The Urgent Salience of Biden’s Veep Pick

There is a real feeling among most Democrats I’ve talked to of waiting for the other shoe to drop. Just the other day, my dear Mother commented to me that Biden needs to stop messing around and pick a running mate already.

Whatever form it takes in the SARS-CoV-2 world in which we live, the Democratic Convention is planned for the third week of August. So we’ll know soon, at least by then. He has indicated he will announce by Aug. 1, so it will be soon indeed. I think many people want to know so they can start to see the campaign coalesce, and to have some relief that Biden has picked someone who will energize his campaign.

As it stands, the running mate pick is perhaps one of the most important decisions a candidate makes. I tend to be rather superficial in figuring on my favorites. If the candidates don’t look nice together, or if they don’t exude some kind of chemistry, they aren’t going to win voters over. I think in this regard, the Obama-Biden match was sublime. Hillary Clinton’s choice in 2016? Not so much.

You don’t even remember that person’s name, do you?


John Kerry picked John Edwards, and they looked like they belonged on a wedding cake your local true believer bakery would refuse to bake. And let’s not even start talking about a certain former governor of Alaska.

But this morning I thought of another factor that’s going to make Biden’s pick particularly important: She is likely to be the person who heads up Biden’s coronavirus efforts.

As feckless as it is, Trump’s coronavirus team is already structured via the Eisenhower. Chains of communication, data, work already completed, phone trees, email chains, all the little crap that makes things go in Washington, they are already going through the Vice-President. If I were the new Preznit, and I knew that I had to hit the ground running on this issue, I would turn to my Vice-Preznit and say “congratulations, you’re our new Sars Czar.”

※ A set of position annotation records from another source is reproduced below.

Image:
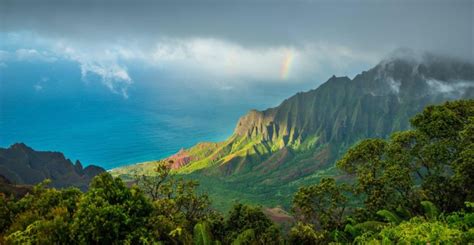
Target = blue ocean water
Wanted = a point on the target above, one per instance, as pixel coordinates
(51, 107)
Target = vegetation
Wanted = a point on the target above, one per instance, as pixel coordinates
(415, 187)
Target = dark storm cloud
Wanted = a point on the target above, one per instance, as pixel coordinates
(380, 26)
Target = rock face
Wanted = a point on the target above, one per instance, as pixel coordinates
(309, 131)
(274, 151)
(22, 165)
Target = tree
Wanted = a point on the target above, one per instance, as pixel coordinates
(111, 213)
(246, 224)
(321, 205)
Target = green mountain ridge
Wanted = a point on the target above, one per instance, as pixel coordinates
(273, 152)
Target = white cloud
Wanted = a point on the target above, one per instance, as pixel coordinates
(34, 55)
(104, 63)
(218, 62)
(458, 87)
(38, 87)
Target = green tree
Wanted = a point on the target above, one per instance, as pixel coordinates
(111, 213)
(321, 205)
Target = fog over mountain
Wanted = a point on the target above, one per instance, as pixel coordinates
(230, 44)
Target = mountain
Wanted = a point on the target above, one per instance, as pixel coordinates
(274, 151)
(20, 164)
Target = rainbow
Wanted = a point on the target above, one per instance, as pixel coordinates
(286, 65)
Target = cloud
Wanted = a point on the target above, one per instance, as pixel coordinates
(38, 87)
(103, 63)
(33, 55)
(375, 26)
(217, 62)
(451, 88)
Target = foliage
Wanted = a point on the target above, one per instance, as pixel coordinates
(414, 188)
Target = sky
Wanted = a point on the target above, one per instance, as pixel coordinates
(230, 44)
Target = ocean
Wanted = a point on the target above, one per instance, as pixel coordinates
(54, 109)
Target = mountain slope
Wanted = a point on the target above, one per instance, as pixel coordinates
(274, 151)
(22, 165)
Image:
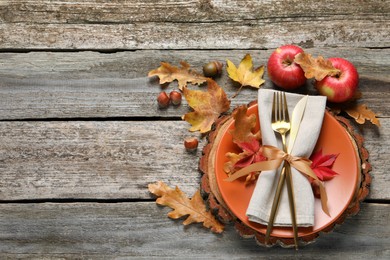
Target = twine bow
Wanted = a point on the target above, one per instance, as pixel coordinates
(275, 158)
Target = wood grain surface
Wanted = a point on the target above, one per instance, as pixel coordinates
(81, 135)
(128, 230)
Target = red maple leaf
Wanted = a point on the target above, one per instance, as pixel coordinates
(322, 165)
(253, 153)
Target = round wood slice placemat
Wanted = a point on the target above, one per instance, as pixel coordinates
(219, 208)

Sars Czar, you like that? I just made it up. Nobody has ever heard of that before.

So when you’re mulling your own favorites, mark my word on this one: Factor in that Biden’s Vice President is likely to be the person in charge of the new federal efforts on the pandemic. Who do you want in that role? That’s your gal.

Mask Mask Mask Mask

On April 15, 2020, New York Governor Mario Cuomo announced during his daily coronavirus briefings that New Yorkers would be required to wear masks when “social distancing” would not be possible.

I don’t think it’s a coincidence that immediately following this announcement, the infection rates in the state drove downward quite noticeably.

You can see it for yourself. I screen-captured this graphic from the New York Times (from a running article updated as of today).

Now this is no sociological study. It’s a news graphic. I know. But what, that’s mere coincidence? I don’t think so.